De gauche à droite : Hilda Moraa, Ray Kurzweil, Christine Lagarde, Leila Janah et John Chambers (photo : FMI)

Des politiques nationales avisées pour tirer pleinement parti de la technologie

le 6 octobre 2016

  • La technologie pourrait donner un coup de fouet à la croissance de l’économie mondiale durant la prochaine décennie
  • De nouveaux modèles d’apprentissage s’imposent pour aider les travailleurs à s’adapter
  • Les changements culturels et structurels doivent suivre le rythme des progrès technologiques

Les progrès technologiques pourraient transformer la vie des habitants de la planète mais ils devront aller de pair avec des politiques avisées, faute de quoi la fracture numérique risquera de s’aggraver. Telle est la conclusion des participants à un séminaire organisé en marge de l’Assemblée annuelle du FMI et de la Banque mondiale, à Washington.

«Qu’elle prenne la forme des big data, de l’Internet des objets, de la numérisation ou de l’impression 3D, la révolution technologique est omniprésente dans tous les secteurs de l’économie», a déclaré la Directrice générale du FMI, Christine Lagarde, à l’ouverture du séminaire « Technologie, innovation et croissance inclusive».

«Elle aura de profondes répercussions sur les modes de vie, sur la façon d’apprendre, de gagner sa vie et de consommer», a ajouté Mme Lagarde.

«Le FMI doit s’associer aux experts pour mieux saisir l’impact des progrès technologiques sur l’économie dans le monde entier», a-t-elle précisé. Ce séminaire, qui rassemblait des leaders d’opinion dans le domaine technologique, constituait un grand pas vers l’établissement de ce dialogue.

Une transformation positive

La nouvelle ère numérique transformera l’ensemble de la société, a déclaré John Chambers, Président exécutif de Cisco Systems.

Durant la prochaine décennie, la croissance économique mondiale pourrait gagner 19.000 milliards de dollars, soit une progression du PIB supérieure de 2 à 3 % pour chaque pays de la planète. Cette croissance pourrait en outre se traduire par un relèvement généralisé des revenus moyens, à condition que les pays appliquent la bonne formule, a-t-il ajouté.

Leila Janah, fondatrice et Présidente de l’entreprise à but non lucratif Sama, a ajouté que, certes nombreux sont ceux qui ont beaucoup gagné, mais la stagnation économique est présente dans les populations à faible revenu, ce qui se traduit par des troubles sociaux. «Si nous n’assumons pas la responsabilité qui consiste à comprendre les difficultés que connaissent ces personnes, le prix à payer risque d’être très lourd», a-t-elle précisé.

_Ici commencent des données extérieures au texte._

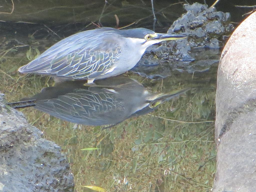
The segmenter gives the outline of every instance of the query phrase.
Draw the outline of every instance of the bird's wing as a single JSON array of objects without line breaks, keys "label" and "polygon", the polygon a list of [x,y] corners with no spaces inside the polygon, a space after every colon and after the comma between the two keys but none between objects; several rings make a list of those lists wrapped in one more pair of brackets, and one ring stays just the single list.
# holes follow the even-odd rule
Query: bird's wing
[{"label": "bird's wing", "polygon": [[111,70],[122,51],[109,31],[86,31],[57,43],[19,70],[93,79]]},{"label": "bird's wing", "polygon": [[37,101],[35,107],[61,119],[88,125],[109,124],[122,119],[123,106],[116,93],[105,89],[97,92],[97,88],[77,89],[56,98]]}]

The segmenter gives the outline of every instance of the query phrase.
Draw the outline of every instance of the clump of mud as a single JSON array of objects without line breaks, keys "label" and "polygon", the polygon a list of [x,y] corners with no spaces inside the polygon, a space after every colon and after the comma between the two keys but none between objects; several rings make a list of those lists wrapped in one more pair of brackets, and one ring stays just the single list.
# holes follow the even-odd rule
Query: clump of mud
[{"label": "clump of mud", "polygon": [[[174,22],[168,32],[185,35],[188,38],[149,48],[134,71],[139,70],[141,74],[156,78],[168,76],[161,74],[161,71],[168,70],[167,68],[163,69],[165,66],[169,69],[170,66],[172,70],[193,73],[205,71],[212,65],[217,64],[220,55],[218,49],[234,28],[230,23],[230,14],[197,3],[184,4],[184,8],[187,13]],[[165,62],[161,62],[163,61]],[[159,63],[161,67],[156,64]],[[142,73],[143,67],[148,68],[149,65],[154,66],[154,71],[145,69],[147,71]]]}]

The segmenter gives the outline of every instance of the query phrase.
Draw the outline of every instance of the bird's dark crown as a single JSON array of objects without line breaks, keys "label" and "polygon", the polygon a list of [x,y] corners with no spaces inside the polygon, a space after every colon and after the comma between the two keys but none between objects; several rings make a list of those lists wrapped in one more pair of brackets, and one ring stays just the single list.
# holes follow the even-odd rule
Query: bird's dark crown
[{"label": "bird's dark crown", "polygon": [[106,30],[114,31],[117,34],[125,37],[131,37],[144,39],[148,34],[154,34],[153,31],[144,28],[135,28],[129,29],[119,29],[111,27],[102,27],[99,28]]}]

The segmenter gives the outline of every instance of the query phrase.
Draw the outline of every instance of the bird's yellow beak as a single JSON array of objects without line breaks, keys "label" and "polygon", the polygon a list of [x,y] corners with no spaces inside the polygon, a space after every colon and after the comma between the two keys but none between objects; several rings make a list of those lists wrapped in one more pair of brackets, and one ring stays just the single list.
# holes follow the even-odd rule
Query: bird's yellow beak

L’entreprise de L. Janah, basée dans la Silicon Valley, recrute dans des pays en développement des personnes qui vivent en dessous du seuil de pauvreté pour les employer dans des entreprises de pointe établies dans des centres informatiques. En morcelant les grands projets en petites unités de travail, l’entreprise parvient à employer des personnes ayant relativement peu de formation.

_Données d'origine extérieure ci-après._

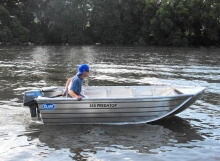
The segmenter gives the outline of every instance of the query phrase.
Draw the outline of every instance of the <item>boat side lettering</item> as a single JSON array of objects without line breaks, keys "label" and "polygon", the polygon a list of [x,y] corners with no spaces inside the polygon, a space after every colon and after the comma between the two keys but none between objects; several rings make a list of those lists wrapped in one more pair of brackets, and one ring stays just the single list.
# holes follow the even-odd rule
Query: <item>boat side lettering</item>
[{"label": "boat side lettering", "polygon": [[89,107],[117,107],[118,104],[115,103],[95,103],[95,104],[90,104]]},{"label": "boat side lettering", "polygon": [[44,110],[54,110],[56,108],[56,105],[52,103],[47,103],[47,104],[43,104],[42,108]]}]

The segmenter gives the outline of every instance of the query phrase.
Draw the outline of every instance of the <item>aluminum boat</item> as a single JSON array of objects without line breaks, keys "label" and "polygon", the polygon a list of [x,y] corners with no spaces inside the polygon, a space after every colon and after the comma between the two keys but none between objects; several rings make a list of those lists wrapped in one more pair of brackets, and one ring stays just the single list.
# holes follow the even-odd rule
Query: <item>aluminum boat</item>
[{"label": "aluminum boat", "polygon": [[45,124],[135,124],[175,115],[204,93],[204,87],[88,86],[81,101],[62,96],[63,87],[46,87],[24,94],[31,117]]}]

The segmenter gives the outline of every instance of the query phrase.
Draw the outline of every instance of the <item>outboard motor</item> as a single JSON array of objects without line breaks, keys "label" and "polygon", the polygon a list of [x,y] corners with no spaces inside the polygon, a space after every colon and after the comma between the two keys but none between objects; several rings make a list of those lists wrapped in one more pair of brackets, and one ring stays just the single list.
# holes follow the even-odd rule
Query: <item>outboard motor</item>
[{"label": "outboard motor", "polygon": [[31,90],[24,93],[24,106],[29,106],[31,117],[39,117],[40,114],[37,102],[35,100],[35,98],[38,96],[43,96],[41,90]]}]

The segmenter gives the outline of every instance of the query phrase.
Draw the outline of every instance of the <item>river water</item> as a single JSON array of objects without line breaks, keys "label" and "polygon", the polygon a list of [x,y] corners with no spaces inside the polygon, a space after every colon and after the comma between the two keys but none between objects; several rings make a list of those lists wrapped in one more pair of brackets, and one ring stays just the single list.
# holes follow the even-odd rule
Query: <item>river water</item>
[{"label": "river water", "polygon": [[[46,126],[26,90],[64,86],[88,63],[85,85],[207,87],[174,117],[138,125]],[[1,160],[220,160],[220,49],[116,46],[0,48]]]}]

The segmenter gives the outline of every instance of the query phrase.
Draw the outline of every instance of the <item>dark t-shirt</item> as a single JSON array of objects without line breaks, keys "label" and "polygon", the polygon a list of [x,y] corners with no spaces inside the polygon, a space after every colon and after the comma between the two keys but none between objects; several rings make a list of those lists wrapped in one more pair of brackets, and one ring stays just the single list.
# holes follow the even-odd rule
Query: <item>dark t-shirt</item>
[{"label": "dark t-shirt", "polygon": [[83,85],[83,80],[77,75],[72,79],[70,90],[73,90],[77,95],[80,95]]}]

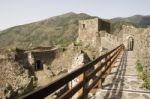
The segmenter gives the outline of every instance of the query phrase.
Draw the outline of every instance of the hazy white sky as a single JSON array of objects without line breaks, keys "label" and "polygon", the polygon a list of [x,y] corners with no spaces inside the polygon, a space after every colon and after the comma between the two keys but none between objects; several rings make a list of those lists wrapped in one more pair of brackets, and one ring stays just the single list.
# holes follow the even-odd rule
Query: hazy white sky
[{"label": "hazy white sky", "polygon": [[150,15],[150,0],[0,0],[0,30],[67,12],[102,18]]}]

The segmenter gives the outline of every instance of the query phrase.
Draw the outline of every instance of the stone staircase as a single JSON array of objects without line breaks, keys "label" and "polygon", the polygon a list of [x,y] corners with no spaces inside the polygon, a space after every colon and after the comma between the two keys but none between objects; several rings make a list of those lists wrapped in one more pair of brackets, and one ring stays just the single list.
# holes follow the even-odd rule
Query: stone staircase
[{"label": "stone staircase", "polygon": [[150,99],[150,91],[142,87],[138,78],[136,59],[132,51],[120,55],[103,88],[98,89],[92,99]]}]

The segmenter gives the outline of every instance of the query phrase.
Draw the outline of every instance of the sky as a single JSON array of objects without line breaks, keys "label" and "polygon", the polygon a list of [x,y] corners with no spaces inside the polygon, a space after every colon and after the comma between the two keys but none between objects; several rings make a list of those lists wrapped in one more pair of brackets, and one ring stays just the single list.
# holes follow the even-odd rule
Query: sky
[{"label": "sky", "polygon": [[105,19],[150,15],[150,0],[0,0],[0,31],[68,12]]}]

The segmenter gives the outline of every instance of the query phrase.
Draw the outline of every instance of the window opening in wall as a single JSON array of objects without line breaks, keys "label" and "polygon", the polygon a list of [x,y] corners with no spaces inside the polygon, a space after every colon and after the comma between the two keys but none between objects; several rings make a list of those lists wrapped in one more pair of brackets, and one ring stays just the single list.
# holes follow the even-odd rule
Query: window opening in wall
[{"label": "window opening in wall", "polygon": [[82,24],[82,28],[83,28],[83,29],[85,28],[85,24]]},{"label": "window opening in wall", "polygon": [[35,70],[42,70],[43,69],[43,64],[41,62],[41,60],[37,60],[35,62]]}]

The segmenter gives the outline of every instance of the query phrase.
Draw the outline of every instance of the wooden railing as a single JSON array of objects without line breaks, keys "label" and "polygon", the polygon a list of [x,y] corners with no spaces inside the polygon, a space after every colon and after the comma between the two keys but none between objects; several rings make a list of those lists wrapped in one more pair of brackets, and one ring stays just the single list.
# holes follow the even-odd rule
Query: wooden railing
[{"label": "wooden railing", "polygon": [[72,80],[79,76],[82,77],[82,80],[80,80],[74,87],[69,88],[61,93],[57,99],[70,99],[77,93],[79,93],[77,99],[85,99],[93,88],[102,87],[102,82],[104,81],[106,75],[110,73],[115,60],[123,50],[124,45],[120,45],[110,52],[95,59],[94,61],[66,74],[65,76],[51,82],[43,88],[34,90],[24,96],[19,97],[19,99],[45,98],[63,86],[68,86]]}]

Selon L. Janah, l’accès à Internet à haut débit et à faible coût est l’un des outils de transformation les plus puissants.

Hilda Moraa, fondatrice de la startup kényane Weza Tele, a souligné que l’avènement de la technologie mobile a été un véritable tournant. Le téléphone portable, a-t-elle rappelé, est à l’origine d’une véritable révolution du crédit en Afrique; il a ouvert un accès à la finance dans des proportions jusque-là inimaginables.

Promouvoir les bouleversements ou les subir

Les intervenants ont fait remarquer que si la technologie est un vecteur de progrès économique, elle a également ses laissés pour compte.

L’ère numérique à venir «sera une période où il faudra promouvoir les bouleversements ou les subir» a déclaré J. Chambers, qui estime que 40 % des entreprises américaines, asiatiques ou européennes risquent de disparaître dans les dix prochaines années.

Puisque des emplois vont inévitablement disparaître, que faudra-t-il faire pour s’adapter, a demandé Mme Lagarde?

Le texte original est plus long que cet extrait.